Men and women have constantly intervened in nature, but for a long time this meant being in tune with and respecting the possibilities offered by the things themselves. It was a matter of receiving what nature itself allowed, as if from its own hand. Now, by contrast, we are the ones to lay our hands on things, attempting to extract everything possible from them while frequently ignoring or forgetting the reality in front of us. Human beings and material objects no longer extend a friendly hand to one another; the relationship has become confrontational. This has made it easy to accept the idea of infinite or unlimited growth, which proves so attractive to economists, financiers and experts in technology. It is based on the lie that there is an infinite supply of earth’s goods, and this leads to the planet being squeezed dry beyond every limit.

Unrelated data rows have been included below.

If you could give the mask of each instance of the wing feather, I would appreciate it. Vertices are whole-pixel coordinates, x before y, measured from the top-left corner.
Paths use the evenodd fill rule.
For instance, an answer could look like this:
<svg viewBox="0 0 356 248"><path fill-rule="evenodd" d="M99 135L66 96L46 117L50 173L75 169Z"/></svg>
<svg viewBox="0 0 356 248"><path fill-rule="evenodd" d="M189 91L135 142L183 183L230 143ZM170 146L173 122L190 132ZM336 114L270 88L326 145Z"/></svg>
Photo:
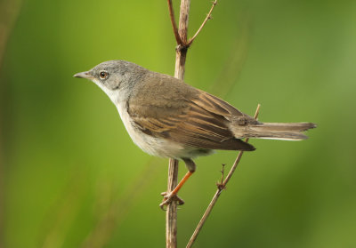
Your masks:
<svg viewBox="0 0 356 248"><path fill-rule="evenodd" d="M236 139L229 128L230 120L244 114L219 98L185 84L182 89L175 85L182 84L181 81L172 80L160 88L149 82L141 93L163 92L162 87L172 87L174 99L166 96L150 102L130 100L127 111L142 132L197 148L255 149Z"/></svg>

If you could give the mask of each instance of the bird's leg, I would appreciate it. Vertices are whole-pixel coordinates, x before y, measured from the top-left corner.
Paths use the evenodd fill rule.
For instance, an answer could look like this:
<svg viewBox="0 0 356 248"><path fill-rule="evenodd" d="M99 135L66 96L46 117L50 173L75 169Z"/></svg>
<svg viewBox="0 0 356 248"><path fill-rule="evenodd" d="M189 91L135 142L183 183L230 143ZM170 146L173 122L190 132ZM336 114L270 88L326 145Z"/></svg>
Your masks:
<svg viewBox="0 0 356 248"><path fill-rule="evenodd" d="M164 209L164 206L170 204L172 201L177 201L179 205L182 205L184 204L184 201L182 200L180 197L178 197L177 193L181 189L181 188L183 186L183 184L188 180L188 179L194 173L196 165L190 158L182 158L185 165L188 168L188 172L184 175L184 177L181 180L181 181L178 183L178 185L174 188L174 189L172 192L163 192L161 193L163 197L163 202L159 204L161 209Z"/></svg>

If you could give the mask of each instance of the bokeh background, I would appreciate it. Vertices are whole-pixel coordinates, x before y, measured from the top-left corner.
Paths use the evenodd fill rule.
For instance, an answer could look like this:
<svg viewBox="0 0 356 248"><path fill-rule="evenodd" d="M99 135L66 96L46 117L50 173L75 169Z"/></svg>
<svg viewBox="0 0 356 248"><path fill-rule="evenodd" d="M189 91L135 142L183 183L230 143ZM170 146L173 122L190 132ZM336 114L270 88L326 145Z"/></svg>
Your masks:
<svg viewBox="0 0 356 248"><path fill-rule="evenodd" d="M166 1L0 4L0 246L164 247L167 160L72 75L113 59L173 75ZM190 36L210 6L192 1ZM356 247L355 13L354 1L219 1L186 82L250 115L261 103L260 120L319 126L303 142L251 140L195 247ZM236 156L196 160L180 247Z"/></svg>

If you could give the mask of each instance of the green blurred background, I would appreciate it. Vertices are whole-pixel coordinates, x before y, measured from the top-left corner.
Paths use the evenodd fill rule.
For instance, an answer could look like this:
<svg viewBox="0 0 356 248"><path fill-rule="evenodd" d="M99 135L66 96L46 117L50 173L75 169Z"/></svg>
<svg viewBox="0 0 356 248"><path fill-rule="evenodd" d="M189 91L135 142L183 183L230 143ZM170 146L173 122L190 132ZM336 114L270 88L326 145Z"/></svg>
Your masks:
<svg viewBox="0 0 356 248"><path fill-rule="evenodd" d="M164 247L167 160L72 75L113 59L174 74L166 1L0 4L0 246ZM190 36L210 6L192 1ZM303 142L251 140L195 247L356 247L355 13L354 1L219 1L186 82L250 115L261 103L260 120L319 127ZM180 247L236 156L196 160Z"/></svg>

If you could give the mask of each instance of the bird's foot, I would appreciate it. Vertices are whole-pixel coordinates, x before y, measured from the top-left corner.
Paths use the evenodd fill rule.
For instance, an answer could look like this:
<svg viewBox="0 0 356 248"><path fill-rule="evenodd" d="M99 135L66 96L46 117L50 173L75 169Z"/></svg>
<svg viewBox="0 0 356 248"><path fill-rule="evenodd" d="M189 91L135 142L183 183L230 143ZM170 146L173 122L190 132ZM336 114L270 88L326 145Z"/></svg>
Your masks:
<svg viewBox="0 0 356 248"><path fill-rule="evenodd" d="M162 210L166 210L165 206L172 203L173 201L177 202L178 205L182 205L184 204L184 201L182 200L177 194L172 194L172 192L167 193L167 192L163 192L161 193L161 196L163 196L163 200L162 203L159 204L159 207Z"/></svg>

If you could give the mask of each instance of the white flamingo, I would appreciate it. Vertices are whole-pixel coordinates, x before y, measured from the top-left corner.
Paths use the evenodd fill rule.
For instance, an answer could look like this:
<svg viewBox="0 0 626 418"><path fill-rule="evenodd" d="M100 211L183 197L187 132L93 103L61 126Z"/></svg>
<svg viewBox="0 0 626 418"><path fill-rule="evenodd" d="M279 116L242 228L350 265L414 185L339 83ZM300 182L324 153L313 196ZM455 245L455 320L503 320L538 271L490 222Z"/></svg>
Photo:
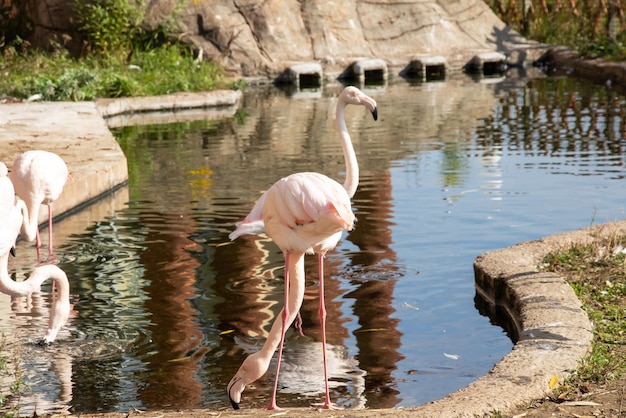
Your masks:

Pope Francis, Laudato Si, Chapter 3, Paragraph 106

I remember Ray often lamenting that our economic models are essentially predicated on the assumption of limitless raw materials. Sure, there is a cost to extracting, transporting, refining and manufacturing them into products. But we’ve never actually run out of a type of raw material without having a suitable replacement material at hand. I can promise you one thing though: eventually, with our take/make/waste industrial model, we will.

It’s why building the circular economy is so important. When you design for disassembly, eliminate the concept of waste and optimize the utility of our limited raw materials, as nature so beautifully does, you offer hope of a future where the needs of all people can be met without threatening the biosphere. You offer a chance for growth without squeezing the planet dry.

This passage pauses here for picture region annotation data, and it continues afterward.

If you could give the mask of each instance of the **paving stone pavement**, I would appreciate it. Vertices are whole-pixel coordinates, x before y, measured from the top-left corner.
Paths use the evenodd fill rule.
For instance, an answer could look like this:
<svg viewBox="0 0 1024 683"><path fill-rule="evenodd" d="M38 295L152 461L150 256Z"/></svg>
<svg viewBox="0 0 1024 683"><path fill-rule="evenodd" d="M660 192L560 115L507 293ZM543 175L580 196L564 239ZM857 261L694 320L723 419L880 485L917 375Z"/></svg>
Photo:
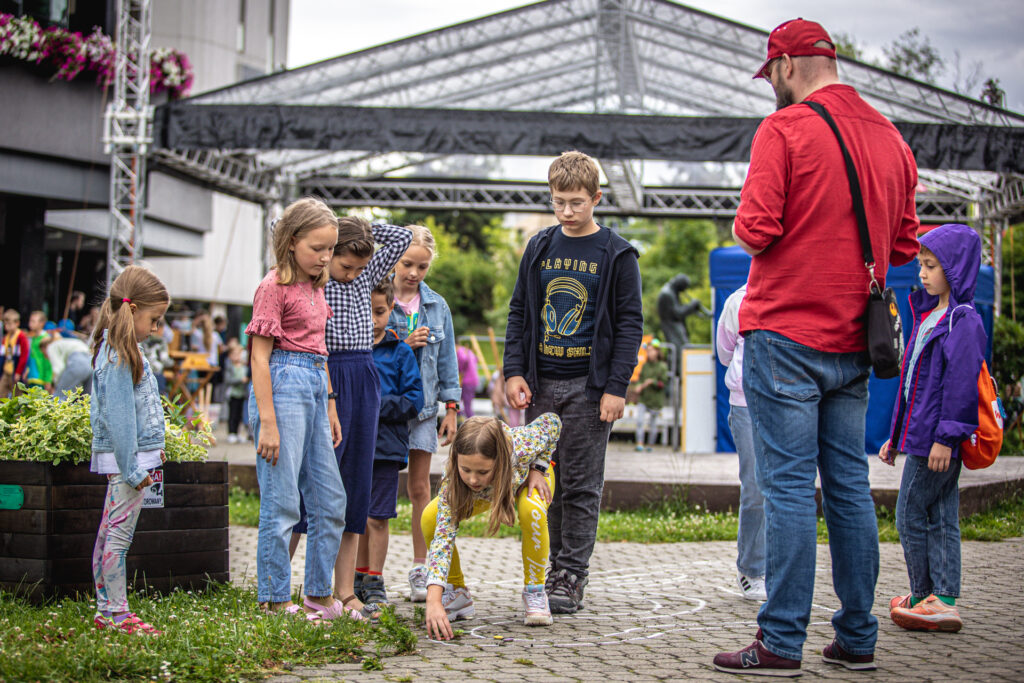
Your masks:
<svg viewBox="0 0 1024 683"><path fill-rule="evenodd" d="M742 599L735 584L735 544L644 545L599 543L586 590L586 609L556 615L554 626L522 625L519 542L462 539L460 554L476 607L458 622L465 634L451 642L420 638L412 655L384 659L384 670L358 665L296 668L270 678L298 681L737 681L716 672L711 660L722 650L754 640L758 604ZM302 581L304 548L293 563L293 582ZM412 618L404 581L412 545L392 536L385 570L388 594L399 614ZM256 529L231 527L231 574L253 580ZM818 546L817 580L804 679L850 681L1024 681L1020 648L1024 612L1024 539L965 543L965 627L958 634L903 631L888 618L889 598L906 592L906 568L898 544L882 544L882 567L874 613L880 634L877 672L849 672L821 661L833 638L829 618L839 607L831 588L827 546Z"/></svg>

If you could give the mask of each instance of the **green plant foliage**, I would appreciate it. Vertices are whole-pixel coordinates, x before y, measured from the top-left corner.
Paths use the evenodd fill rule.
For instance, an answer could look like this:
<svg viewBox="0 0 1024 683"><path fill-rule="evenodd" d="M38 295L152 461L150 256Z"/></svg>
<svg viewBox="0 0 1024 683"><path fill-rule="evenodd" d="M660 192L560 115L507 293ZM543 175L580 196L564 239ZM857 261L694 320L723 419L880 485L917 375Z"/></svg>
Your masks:
<svg viewBox="0 0 1024 683"><path fill-rule="evenodd" d="M198 418L164 399L164 455L172 463L204 461L212 434ZM58 401L41 387L0 399L0 460L77 464L92 457L89 396L81 389Z"/></svg>
<svg viewBox="0 0 1024 683"><path fill-rule="evenodd" d="M92 626L95 600L33 606L0 592L0 679L5 681L253 681L295 667L371 661L416 647L389 615L372 626L349 618L310 623L266 613L256 593L210 584L160 596L132 593L132 609L159 638Z"/></svg>

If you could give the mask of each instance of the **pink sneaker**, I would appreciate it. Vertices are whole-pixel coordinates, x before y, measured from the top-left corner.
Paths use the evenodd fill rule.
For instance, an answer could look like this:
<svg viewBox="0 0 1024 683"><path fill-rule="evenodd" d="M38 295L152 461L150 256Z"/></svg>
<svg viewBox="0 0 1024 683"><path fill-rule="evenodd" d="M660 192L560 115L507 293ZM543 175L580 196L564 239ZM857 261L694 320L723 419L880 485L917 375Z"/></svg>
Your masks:
<svg viewBox="0 0 1024 683"><path fill-rule="evenodd" d="M889 613L896 626L908 631L956 633L964 628L956 605L947 605L930 595L913 607L896 607Z"/></svg>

But notice I bolded something other than the Pope’s concern about the limits on raw materials and economic growth. To me, the word that stands out in this quote is “confrontational.” This is a sharp-edged word. It is hard to admit that our relationship with the natural world might have such a negative connotation. It largely rings true though, because of the first word that I used to describe our current industrial model: “take.”

Taking is a fundamentally confrontational concept. One football team tries to take the ball from the other. A warring country strives to take land from its rival. Mean people take candy from babies. All confrontational.

Imagine if our society viewed raw materials not as something to be taken from the earth, but rather something to be humbly received from it? “Receive” is a much different word than “take.” I can receive a gift. I can receive a hug and a promise. I can receive love.

When we take from the earth, it surrenders to us. When we receive from the earth, it gives to us. Which sounds more dignified to you?

Comments
Billy Ingram (Tue, 26 Jan 2016 10:26:40 -0800): I like to think of it as how we can share in the process of what we have with our future heirs. Most people not willing to act on existing problem will do something if they think it will impact someone they know and love. I think that applies even if that person isn't born yet.
John Lanier (Tue, 26 Jan 2016 11:49:40 -0800): That's what Tomorrow's Child is all about Billy!